Clearly, that is not the case here.

The SCOVO definition of Dataset is: a statistical dataset. This is equivalent to defining subatomic particle as: a positively-charged subatomic particle.

Similarly, the SCOVO definition of Item is: a statistical data item. This definition is even worse, being the equivalent of defining book as: a red hardcover book.

Finally, the SCOVO definition of its third and final class, Dimension, is: a dimension of a statistical data item. This definition is the equivalent of defining length as the length of a rectangular wooden table.

The situation for the properties in SCOVO is no better. Two of the properties even have the same name as two of the classes: dimension and dataset. The dataset relation is intended to link an item to a dataset. The dataset relation is thus the equivalent of having a relation liver to link the liver itself to the organism of which it is part.

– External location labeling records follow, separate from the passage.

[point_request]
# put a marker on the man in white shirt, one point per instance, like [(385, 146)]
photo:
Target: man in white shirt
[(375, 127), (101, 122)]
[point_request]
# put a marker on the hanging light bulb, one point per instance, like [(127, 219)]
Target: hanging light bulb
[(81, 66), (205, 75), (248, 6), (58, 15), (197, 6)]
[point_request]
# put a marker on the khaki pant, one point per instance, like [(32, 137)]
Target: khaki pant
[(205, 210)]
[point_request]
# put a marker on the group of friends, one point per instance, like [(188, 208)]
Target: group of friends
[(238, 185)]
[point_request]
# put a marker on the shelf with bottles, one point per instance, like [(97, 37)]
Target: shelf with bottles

By contrast, the Information Artifact Ontology (IAO) has taken pains to define the terms data item and dataset well. Definitions of these terms, and other terms used in their definitions, follow:

Data item: an information content entity that is intended to be a truthful statement about something (modulo, e.g., measurement precision or other systematic errors) and is constructed/acquired by a method which reliably tends to produce (approximately) truthful statements.

Information content entity: an entity that is generically dependent on some artifact and stands in relation of aboutness to some entity.

Note that for the definition of generic dependence, the IAO relies on a formal, upper ontology called Basic Formal Ontology.

Data set: a data item that is an aggregate of other data items of the same type that have something in common. Averages and distributions can be determined for data sets.

In the IAO, data items stand in the "is about" relation to some entity. Thus, data are linked to the world that they are about.

SCOVO does have one thing going for it: it serves as an exemplar of the worst possible way to define terms.